I am going to be very honest here. I have had this on my heart for awhile now and yesterday, the reality of it all came to a sudden crashing halt as I realized just the kind of woman I tend to become when I am hurt.
I don't pray for my enemies. Or really for those who I feel have wronged me or my family.
In fact, I seek to find revenge, list all the things that they do wrong when they dare to point out my indescretions and write them off as someone who is unworthy of prayer or encouragement. I found myself thinking this way about someone in particular yesterday and it startled me. I literally felt as if the Lord grabbed my heart out of my chest and thrust it in front of the mirror so that I could see the ugliness that was trapped and buried inside there. It wasn't a pretty sight. I was disgusted and abhorred by the fact that I, a pastor's wife, could be capable of feeling such animosity towards someone and not think twice of it.
Praise Him that He revealed it to me.
It all started when Dan called me this morning about an important duty that we had been neglecting. Really, I am glad he called because it needed to be addressed but I felt bad for him since he was the one who had to deal with it and bear the brunt of the consequences. I didn't like the fact that my husband felt irresponsible and like a failure in a certain area. My husband works hard. He works very hard and I take it so personally when someone doesn't realize just how hard he works and yet he is criticized. Of course criticism and correction come with the territory and that I should ready to accept it when it comes as long as it lines up with God's word.
But for some reason that doesn't keep me from thinking ugly thoughts about the person who says them.
So last night I had to submit those thoughts to the Lord in prayer and ask for His forgiveness. And then I did something I hadn't done in a long time for this person. I prayed for them. Even though I was hurt, even though I was angry and I didn't really feel like bringing this person to the Lord....I had to do it. It was the Lord directing my words and my heart to pray for this person.

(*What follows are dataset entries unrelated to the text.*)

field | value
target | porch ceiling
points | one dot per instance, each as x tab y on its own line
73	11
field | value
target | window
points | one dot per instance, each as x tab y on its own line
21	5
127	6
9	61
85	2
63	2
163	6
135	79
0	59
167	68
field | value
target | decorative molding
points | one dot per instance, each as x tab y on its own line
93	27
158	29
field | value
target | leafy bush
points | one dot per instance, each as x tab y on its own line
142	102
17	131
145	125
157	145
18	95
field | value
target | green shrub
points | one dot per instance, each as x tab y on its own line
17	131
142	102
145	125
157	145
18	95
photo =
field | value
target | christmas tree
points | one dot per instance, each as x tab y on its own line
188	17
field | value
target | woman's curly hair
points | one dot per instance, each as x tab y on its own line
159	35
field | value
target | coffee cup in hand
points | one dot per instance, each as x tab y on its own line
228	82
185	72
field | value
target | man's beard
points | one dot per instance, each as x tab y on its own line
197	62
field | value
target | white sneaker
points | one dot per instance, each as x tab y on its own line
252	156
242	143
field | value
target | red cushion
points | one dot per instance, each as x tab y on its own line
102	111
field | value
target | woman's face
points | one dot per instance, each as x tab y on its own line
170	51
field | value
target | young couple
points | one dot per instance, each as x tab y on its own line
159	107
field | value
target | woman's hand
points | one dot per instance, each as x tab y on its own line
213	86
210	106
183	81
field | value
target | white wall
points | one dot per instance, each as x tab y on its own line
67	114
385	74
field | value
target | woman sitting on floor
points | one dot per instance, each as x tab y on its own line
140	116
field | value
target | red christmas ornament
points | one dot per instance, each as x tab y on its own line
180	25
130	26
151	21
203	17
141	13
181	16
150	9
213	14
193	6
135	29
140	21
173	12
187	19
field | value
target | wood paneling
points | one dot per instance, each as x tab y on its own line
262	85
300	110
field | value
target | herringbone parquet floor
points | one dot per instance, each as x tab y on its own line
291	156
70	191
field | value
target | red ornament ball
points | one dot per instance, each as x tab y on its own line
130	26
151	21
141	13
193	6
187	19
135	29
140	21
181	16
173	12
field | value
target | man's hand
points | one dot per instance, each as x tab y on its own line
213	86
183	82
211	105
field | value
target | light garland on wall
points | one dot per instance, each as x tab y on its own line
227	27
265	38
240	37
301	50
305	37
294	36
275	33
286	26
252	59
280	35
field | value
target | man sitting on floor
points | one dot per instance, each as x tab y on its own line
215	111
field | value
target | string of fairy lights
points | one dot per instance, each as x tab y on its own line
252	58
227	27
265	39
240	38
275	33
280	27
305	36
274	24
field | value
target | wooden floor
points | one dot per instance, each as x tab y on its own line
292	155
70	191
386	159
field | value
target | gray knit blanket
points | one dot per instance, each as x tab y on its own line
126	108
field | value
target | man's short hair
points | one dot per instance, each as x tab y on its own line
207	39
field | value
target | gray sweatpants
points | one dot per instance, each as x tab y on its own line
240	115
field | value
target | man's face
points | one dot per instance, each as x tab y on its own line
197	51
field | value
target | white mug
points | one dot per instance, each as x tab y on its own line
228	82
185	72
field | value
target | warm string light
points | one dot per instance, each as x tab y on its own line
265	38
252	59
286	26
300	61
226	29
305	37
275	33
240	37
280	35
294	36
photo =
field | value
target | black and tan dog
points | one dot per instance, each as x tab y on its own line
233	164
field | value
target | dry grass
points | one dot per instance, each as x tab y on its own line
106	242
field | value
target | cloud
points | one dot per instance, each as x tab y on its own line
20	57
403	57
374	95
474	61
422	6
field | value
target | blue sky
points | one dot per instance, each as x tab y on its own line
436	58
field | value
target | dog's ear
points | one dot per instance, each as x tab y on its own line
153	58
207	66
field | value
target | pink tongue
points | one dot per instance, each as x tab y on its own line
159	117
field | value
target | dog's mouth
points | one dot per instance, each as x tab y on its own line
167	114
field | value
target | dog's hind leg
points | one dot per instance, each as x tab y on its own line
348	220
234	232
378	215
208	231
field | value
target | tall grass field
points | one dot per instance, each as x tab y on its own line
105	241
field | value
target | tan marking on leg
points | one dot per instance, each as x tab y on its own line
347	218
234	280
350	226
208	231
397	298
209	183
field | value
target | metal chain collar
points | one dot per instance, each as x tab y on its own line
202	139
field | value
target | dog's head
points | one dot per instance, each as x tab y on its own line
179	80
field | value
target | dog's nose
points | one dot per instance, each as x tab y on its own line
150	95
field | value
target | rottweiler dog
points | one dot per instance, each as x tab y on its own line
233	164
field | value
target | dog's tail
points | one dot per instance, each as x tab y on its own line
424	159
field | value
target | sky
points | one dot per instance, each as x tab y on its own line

This isn't always the easy thing to do. Who am I kidding. This is the HARDEST thing a person can do sometimes.
This verse really reminds me that in order to have peace with self and often with others...we must kneel before our Father and leave it all at His feet:
"Be anxious for nothing, but in everything by prayer and supplication with thanksgiving let your requests be made known to God." (Phil 4:6)
This verse is often applied to the worries of our life and struggles and this is very true. But I feel that this verse can also apply to when we feel any anxiousness, weariness or animosity towards individuals. Lay it all at His feet.
How can my mouth confess to know and love the Lord yet I harbor angry feelings towards someone in my heart and on my lips?
"With it (the tongue) we bless our Lord and Father, and with it we curse men, who have been made in the likeness of God."
Does that send shivers down your spine? How easily we can be influenced by our feelings towards an individual...we praise our heavenly Father one minute and yet speak evil about someone in another minute.
As James says...This cannot be.
So I am working on my tongue. And my heart. It isn't an easy thing to do, but I know that God will be honored and I want to obey Him and enjoy fellowship with Him. I do not want this sin in my life to keep me from a deep, loving and passionate relationship with the One who saved my soul from certain death. I hope and pray that for those who struggle with the same thing, this is your prayer as well.